I have this problem:
If $X$ is a metric space, and if $A,B\subseteq X$ then the distance between $A$ to $B$ is $\mathtt d(A,B):=\inf \{d_X(x,y)| x\in A,y\in B\}$. Show that $\mathtt d(A,B)>0$ if $A\cap B=\varnothing$, $A$ is compact and $B$ is closed. What happen or if $B$ is open instead of closed? ans if $A$ is only closed instead of compact?
For the first claim, suppose that $\mathtt d(A,B)\not\gt 0\rightarrow\mathtt d(A,B)=0$, so $\inf \{d_X(x,y)| x\in A,y\in B\}=0$, then there's at least one $x\in A$ such that this happens, now we take the $\mathtt d(x,B):=\inf_{z\in B}d_X(x,z)=0$, I already proved that if that last distance is $0$ and the set is closed then $x\in B$, hence $x\in A\lor x\in B$ wich is a contradiction.

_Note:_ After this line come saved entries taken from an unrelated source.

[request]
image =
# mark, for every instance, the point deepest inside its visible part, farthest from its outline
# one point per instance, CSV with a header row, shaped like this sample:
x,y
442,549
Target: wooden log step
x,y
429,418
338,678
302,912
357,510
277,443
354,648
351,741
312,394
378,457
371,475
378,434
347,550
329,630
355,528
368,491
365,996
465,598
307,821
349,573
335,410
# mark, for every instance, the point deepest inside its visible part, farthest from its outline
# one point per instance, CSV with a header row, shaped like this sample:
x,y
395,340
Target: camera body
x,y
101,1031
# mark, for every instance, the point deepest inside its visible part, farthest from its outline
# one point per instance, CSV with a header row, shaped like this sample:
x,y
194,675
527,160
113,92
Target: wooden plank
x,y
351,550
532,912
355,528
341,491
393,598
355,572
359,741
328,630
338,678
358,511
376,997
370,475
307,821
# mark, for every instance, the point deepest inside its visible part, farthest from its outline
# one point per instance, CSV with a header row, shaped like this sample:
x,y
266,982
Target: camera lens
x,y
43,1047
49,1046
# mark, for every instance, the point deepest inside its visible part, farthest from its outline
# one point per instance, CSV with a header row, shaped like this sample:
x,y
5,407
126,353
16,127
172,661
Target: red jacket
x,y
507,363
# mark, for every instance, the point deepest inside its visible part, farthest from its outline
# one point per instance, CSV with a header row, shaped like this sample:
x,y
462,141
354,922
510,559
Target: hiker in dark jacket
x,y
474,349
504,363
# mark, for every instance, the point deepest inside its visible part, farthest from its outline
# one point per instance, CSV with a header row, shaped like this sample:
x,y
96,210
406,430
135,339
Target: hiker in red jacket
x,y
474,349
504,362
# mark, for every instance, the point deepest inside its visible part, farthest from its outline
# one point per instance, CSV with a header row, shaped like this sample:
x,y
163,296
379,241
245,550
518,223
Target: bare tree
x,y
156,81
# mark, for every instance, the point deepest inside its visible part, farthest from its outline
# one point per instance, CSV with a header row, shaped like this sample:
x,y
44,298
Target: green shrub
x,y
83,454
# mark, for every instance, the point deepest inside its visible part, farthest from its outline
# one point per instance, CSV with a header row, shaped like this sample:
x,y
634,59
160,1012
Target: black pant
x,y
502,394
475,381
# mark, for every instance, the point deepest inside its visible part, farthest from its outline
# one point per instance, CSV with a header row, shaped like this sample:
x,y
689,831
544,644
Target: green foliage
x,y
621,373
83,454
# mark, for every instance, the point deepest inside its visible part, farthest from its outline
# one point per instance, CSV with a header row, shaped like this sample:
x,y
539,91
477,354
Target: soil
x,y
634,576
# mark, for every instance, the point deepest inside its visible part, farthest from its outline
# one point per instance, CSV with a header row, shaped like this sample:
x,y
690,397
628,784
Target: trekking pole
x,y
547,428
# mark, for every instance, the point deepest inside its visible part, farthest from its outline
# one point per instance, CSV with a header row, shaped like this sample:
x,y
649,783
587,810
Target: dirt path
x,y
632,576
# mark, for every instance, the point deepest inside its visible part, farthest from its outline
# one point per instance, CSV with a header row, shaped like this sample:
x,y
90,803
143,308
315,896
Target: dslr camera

For the second claim, I'm not so sure, I think that in this case the $\inf$ doesn't exists, if we suppose that $\mathtt d(A,B)=\beta>0$ then doing something similar to the above, there's a $y_1\in B$ such that $\mathtt d(y_1,A)=\beta$, on the other hand since $B$ is open then $\exists\; \varepsilon_1>0$ such that $B_X(y_1,\varepsilon_1)\subseteq B$, so there's a $y_2\in B_X(y_1,\varepsilon_1)$ such that for some $0<\varepsilon_2<\varepsilon_1$ then $\mathtt d(y_2,A)+\varepsilon_2=\beta$, then $\mathtt d(y_2,A)<\mathtt d(y_1,A)$, so there is a smaller number than $\beta$. I think I'm taking to much liberty with the $y_2$.
For the third I belive that you just have to give a counterexample, however I'm having trouble finding it. I was thinking maybe something like a line in $\Bbb R^2$ that gets really close to another line, like asymptotically, but I don't know if it'll really work with any metric space.